Dans ce contexte, Louis Gallois a souligné que « la croissance est la condition absolument nécessaire, sinon suffisante, pour résoudre les problèmes que rencontre le pays ». Toutefois, il précise que « la croissance ne se décrète pas » et nécessite une augmentation du volume et de la qualité du travail, notamment par l’élévation du taux d’emploi des jeunes et des seniors, ainsi qu’une immigration contrôlée. Gallois insiste également sur l’importance de renforcer les compétences à travers l’éducation et la formation.
Il appelle à « enrichir les processus de production en progrès technique », en mettant l’accent sur les technologies numériques, et à accroître l’effort de recherche et d’innovation, jugé très insuffisant. Pour soutenir l’innovation, une impulsion publique est nécessaire, ainsi qu’un écosystème de compétences capable de lever les fonds indispensables au développement des entreprises innovantes.

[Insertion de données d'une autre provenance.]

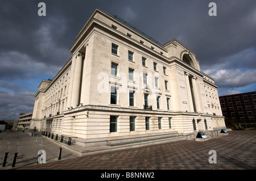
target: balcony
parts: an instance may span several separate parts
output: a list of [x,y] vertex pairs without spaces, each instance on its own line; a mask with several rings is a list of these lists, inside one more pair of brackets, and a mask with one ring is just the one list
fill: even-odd
[[143,105],[144,110],[152,111],[152,106]]

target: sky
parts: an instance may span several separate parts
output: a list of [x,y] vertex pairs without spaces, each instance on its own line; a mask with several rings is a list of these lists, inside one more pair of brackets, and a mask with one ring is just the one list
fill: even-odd
[[[40,2],[46,16],[39,16]],[[210,16],[210,2],[216,16]],[[256,90],[255,0],[0,1],[0,119],[32,112],[43,79],[53,79],[98,8],[160,44],[176,38],[196,54],[219,96]],[[212,11],[211,11],[212,12]]]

Gallois souligne la nécessité de mobiliser l’épargne des Français, qui est significative, tout en veillant à ce que les politiques de rigueur ne freinent pas la consommation des ménages ni les investissements des entreprises.
Enfin, il met en garde contre la menace que représente le « bulldozer » industriel chinois, qui, freiné aux États-Unis par des droits de douane, constitue un risque systémique pour l’industrie européenne. Ce constat appelle à un plan de relance ambitieux pour redynamiser l’économie française.